The data reveals that financial pressure was most intense in the poorest and most vulnerable countries, those eligible for loans from the World Bank’s International Development Association (IDA). In 2023, these countries paid a record $96.2 billion to repay their external debt. While principal repayments decreased by nearly 8% to $61.6 billion, interest charges soared to an unprecedented level of $34.6 billion in 2023, four times higher than a decade ago. On average, interest payments from IDA countries now amount to nearly 6% of their export earnings, a proportion not seen since 1999 and reaching as high as 38% for some of them.
Due to tightening credit conditions, the World Bank and other multilateral institutions have become the main lifeline for the poorest economies. Since 2022, foreign private creditors have received nearly $13 billion more in debt repayments from public sector borrowers in IDA countries than they have disbursed in new financing. During the same period, the World Bank and other multilateral institutions injected nearly $51 billion more in 2022 and 2023 compared to debt service payments received. The World Bank financed a third of this amount, totaling $28.1 billion.
“Multilateral institutions have become the last resort for poor economies striving to balance debt payments with expenditures on health, education, and other development priorities,” explains Indermit Gill, Chief Economist and Senior Vice President of the World Bank.
“In heavily indebted poor countries, development multilateral banks now play the role of lender of last resort, a role for which they were not designed. This reflects a failing financing system: except for funds injected by the World Bank and other multilateral institutions, money is flowing out of poor economies when it should be flowing in.”
The COVID-19 pandemic has significantly increased the debt burden of all developing countries, and the subsequent surge in global interest rates has made it more difficult for many of them to recover. By the end of 2023, the total external debt of all low- and middle-income countries reached a record $8.8 trillion, an 8% increase from 2020. The percentage increase was twice as high for IDA-eligible countries, whose total external debt rose to $1.1 trillion, an increase of nearly 18%.
In 2023, foreign borrowing became much more expensive for all developing countries. Interest rates on loans from public creditors doubled and exceeded 4%, while rates applied by private creditors increased by over one point to reach 6%, their highest level in 15 years. Finally, while global interest rates have started to decline, they are expected to remain higher than the average prevailing during the decade before the pandemic.
The International Debt Report presents key elements from the World Bank’s database on international debt statistics, the most comprehensive and transparent source of data on external debt of developing countries. It reflects increased efforts to ensure the accuracy of information on IDA countries’ debt, through reconciling data reported by these economies to the World Bank’s debtor reporting system with data provided by G7 and Paris Club creditors. This loan-by-loan reconciliation exercise resulted in a data concordance rate of 98%, reducing the margin of error from ten to just two points.

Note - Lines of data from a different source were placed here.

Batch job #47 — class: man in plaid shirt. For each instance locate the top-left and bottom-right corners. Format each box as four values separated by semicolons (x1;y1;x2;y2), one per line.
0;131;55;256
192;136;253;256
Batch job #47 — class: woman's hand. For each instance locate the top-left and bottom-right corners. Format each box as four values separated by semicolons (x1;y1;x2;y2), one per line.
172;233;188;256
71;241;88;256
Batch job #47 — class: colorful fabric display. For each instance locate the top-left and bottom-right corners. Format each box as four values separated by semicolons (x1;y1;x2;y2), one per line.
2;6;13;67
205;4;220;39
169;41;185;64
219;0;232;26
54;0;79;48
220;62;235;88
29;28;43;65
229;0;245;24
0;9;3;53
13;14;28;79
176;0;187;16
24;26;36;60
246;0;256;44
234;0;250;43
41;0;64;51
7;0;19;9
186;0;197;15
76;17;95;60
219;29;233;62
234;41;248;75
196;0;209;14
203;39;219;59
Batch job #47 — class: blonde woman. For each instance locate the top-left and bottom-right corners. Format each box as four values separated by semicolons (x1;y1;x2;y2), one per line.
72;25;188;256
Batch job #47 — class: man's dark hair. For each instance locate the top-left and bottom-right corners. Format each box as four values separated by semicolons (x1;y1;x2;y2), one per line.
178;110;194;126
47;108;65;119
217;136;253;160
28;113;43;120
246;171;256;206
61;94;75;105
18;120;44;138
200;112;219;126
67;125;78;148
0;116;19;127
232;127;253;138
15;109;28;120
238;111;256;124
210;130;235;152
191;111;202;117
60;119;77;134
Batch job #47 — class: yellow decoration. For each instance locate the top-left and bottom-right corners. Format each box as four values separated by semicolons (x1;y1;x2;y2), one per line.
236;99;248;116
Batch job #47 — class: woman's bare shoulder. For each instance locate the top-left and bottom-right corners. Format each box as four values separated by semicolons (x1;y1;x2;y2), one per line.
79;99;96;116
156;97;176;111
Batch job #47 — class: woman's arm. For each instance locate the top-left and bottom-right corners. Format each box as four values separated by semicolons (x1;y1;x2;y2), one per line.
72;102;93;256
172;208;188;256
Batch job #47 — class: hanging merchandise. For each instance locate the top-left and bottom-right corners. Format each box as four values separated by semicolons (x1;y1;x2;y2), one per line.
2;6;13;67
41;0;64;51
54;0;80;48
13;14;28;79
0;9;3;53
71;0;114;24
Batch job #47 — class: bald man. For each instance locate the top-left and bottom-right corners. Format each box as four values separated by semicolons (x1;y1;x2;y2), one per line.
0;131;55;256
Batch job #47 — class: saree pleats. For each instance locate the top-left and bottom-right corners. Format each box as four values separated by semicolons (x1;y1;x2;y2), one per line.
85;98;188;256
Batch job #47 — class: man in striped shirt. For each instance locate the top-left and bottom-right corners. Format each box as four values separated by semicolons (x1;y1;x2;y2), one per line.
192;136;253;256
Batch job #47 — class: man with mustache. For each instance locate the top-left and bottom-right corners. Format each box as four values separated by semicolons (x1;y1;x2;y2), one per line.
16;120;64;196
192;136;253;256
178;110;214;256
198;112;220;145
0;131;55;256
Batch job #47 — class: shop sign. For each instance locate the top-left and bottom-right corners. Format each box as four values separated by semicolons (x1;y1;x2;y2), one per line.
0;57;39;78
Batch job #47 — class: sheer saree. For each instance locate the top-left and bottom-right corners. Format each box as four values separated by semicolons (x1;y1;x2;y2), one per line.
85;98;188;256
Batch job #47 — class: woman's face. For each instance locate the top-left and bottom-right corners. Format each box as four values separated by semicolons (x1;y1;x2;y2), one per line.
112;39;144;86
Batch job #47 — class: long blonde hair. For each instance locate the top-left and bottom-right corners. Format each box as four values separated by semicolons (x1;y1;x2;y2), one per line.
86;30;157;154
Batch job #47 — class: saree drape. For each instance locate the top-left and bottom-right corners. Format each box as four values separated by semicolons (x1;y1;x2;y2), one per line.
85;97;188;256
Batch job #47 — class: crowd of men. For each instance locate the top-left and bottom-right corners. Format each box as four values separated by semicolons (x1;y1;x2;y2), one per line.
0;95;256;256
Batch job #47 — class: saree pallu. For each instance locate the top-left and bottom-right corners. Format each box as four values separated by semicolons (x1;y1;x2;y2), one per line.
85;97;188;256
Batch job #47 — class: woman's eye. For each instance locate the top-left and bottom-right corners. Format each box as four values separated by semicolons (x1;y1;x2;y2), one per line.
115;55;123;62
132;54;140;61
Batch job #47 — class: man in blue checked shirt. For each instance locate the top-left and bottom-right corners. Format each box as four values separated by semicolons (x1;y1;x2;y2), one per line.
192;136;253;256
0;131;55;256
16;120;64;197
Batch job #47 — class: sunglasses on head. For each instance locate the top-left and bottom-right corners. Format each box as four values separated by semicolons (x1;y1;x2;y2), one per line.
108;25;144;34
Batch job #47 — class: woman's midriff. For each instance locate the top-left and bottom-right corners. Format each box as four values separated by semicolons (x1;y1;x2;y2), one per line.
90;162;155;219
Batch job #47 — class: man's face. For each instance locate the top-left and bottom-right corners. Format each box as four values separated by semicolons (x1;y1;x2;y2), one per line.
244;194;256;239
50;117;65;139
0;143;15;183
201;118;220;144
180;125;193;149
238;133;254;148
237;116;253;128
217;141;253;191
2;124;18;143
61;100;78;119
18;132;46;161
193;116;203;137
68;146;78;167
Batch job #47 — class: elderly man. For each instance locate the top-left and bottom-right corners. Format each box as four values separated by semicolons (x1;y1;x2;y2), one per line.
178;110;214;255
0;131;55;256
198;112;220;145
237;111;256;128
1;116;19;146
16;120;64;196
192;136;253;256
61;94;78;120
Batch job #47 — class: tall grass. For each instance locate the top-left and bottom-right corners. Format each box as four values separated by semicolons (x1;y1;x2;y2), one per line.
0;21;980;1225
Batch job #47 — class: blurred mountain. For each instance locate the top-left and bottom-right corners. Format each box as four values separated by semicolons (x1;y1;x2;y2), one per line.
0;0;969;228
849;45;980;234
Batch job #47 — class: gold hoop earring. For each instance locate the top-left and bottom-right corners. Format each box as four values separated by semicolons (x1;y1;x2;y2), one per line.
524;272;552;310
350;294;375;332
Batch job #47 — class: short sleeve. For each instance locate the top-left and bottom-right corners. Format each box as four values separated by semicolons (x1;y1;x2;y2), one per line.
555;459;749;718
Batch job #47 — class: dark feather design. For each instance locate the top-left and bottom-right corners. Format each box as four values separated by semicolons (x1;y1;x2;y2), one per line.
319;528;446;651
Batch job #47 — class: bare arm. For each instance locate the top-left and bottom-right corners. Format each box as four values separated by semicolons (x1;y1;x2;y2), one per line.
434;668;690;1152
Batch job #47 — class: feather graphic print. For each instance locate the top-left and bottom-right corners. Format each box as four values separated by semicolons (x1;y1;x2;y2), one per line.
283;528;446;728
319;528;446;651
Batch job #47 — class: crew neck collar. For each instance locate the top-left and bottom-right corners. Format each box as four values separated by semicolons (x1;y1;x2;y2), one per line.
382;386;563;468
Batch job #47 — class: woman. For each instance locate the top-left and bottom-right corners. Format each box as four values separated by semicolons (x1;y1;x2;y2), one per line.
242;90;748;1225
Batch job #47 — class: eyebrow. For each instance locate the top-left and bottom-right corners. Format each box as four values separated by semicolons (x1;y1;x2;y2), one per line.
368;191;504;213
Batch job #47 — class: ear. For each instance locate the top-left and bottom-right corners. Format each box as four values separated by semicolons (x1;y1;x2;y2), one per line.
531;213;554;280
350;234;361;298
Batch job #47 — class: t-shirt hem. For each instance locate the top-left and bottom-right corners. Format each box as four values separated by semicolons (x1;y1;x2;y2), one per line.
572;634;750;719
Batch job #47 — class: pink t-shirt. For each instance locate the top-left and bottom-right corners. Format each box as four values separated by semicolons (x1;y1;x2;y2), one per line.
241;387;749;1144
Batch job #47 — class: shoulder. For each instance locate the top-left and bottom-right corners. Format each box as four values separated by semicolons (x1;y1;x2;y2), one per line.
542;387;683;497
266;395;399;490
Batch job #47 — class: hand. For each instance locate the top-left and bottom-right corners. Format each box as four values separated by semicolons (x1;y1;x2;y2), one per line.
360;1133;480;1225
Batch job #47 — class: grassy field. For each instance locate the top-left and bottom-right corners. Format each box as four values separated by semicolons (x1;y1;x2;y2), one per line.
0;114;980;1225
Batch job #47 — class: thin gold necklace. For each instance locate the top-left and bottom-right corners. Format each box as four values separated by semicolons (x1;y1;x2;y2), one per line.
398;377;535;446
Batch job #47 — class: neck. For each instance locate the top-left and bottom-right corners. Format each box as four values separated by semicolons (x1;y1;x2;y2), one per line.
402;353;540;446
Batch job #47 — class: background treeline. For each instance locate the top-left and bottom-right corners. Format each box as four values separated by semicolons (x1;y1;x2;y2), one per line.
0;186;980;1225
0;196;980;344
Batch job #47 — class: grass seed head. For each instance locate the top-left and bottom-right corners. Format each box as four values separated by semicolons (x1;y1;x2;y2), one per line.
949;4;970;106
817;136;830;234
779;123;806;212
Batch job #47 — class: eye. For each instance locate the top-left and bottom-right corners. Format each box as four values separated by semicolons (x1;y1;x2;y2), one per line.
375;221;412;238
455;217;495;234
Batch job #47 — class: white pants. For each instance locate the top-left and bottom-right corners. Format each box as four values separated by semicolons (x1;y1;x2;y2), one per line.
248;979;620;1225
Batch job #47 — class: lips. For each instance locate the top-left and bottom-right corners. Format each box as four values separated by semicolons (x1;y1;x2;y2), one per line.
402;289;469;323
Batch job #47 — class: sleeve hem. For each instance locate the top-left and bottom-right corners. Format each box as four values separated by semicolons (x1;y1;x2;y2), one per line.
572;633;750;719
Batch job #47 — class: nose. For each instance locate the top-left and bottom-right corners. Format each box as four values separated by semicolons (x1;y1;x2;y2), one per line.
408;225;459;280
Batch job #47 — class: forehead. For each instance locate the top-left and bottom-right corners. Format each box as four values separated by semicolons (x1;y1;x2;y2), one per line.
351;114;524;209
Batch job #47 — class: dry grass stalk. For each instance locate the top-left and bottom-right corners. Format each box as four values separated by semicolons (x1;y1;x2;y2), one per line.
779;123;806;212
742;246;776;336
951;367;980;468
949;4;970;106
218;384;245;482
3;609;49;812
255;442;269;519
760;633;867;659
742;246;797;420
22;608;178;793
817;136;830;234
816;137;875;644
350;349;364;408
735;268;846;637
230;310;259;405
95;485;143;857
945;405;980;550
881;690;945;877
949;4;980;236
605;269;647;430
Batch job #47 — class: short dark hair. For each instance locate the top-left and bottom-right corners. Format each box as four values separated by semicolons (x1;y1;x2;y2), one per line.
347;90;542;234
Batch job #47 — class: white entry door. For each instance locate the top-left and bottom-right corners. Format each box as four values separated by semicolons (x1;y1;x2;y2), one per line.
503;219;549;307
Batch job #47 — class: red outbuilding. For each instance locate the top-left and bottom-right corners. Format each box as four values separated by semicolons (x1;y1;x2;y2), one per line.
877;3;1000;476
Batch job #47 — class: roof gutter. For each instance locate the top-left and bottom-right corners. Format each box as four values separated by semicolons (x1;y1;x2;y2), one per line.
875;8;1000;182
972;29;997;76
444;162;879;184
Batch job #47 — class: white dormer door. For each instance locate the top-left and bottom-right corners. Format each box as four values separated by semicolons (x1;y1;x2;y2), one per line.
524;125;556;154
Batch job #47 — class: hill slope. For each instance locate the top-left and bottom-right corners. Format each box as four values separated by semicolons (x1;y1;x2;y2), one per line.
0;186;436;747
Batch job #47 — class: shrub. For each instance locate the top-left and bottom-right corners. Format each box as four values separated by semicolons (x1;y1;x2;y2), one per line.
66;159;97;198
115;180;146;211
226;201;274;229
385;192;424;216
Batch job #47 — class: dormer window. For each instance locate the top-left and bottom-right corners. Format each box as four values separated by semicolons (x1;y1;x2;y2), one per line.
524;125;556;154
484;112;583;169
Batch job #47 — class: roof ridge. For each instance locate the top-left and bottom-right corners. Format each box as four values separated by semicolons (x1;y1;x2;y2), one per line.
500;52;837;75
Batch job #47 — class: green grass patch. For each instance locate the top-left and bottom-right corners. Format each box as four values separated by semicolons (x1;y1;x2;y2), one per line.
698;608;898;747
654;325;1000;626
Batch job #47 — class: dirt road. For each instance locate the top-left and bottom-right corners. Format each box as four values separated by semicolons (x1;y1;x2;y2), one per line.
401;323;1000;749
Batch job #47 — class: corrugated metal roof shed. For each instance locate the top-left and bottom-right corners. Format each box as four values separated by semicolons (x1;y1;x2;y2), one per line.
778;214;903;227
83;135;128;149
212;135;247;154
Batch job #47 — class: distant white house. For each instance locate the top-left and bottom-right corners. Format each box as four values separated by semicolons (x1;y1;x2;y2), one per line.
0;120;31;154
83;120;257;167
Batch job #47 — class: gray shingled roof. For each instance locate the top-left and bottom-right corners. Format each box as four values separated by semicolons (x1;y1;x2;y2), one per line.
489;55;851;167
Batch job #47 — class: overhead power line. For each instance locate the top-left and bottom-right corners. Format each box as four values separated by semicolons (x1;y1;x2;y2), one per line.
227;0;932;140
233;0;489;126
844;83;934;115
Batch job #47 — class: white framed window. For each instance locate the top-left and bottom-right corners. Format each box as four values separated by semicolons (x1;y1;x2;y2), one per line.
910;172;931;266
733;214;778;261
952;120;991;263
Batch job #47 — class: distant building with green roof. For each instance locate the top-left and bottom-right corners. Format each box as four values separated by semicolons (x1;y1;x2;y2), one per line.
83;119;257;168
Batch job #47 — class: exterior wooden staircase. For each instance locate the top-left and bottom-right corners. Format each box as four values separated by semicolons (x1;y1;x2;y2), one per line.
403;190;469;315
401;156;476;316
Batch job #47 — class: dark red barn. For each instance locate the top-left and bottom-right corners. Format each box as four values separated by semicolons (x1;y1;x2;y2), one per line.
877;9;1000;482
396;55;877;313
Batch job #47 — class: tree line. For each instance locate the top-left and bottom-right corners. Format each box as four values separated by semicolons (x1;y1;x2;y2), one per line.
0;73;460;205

“Comprehensive data on government commitments can promote new investments, reduce corruption, and prevent costly debt crises,” says Haishan Fu, Chief Statistician of the World Bank and Director of the institution’s Development Data Group. “The World Bank has played a leading role in improving debt transparency worldwide, especially in IDA-eligible countries. In 2023, nearly 70% of these economies published public debt data, fully accessible on a government website, representing a 20-point increase from 2020. This is an encouraging sign for the future.”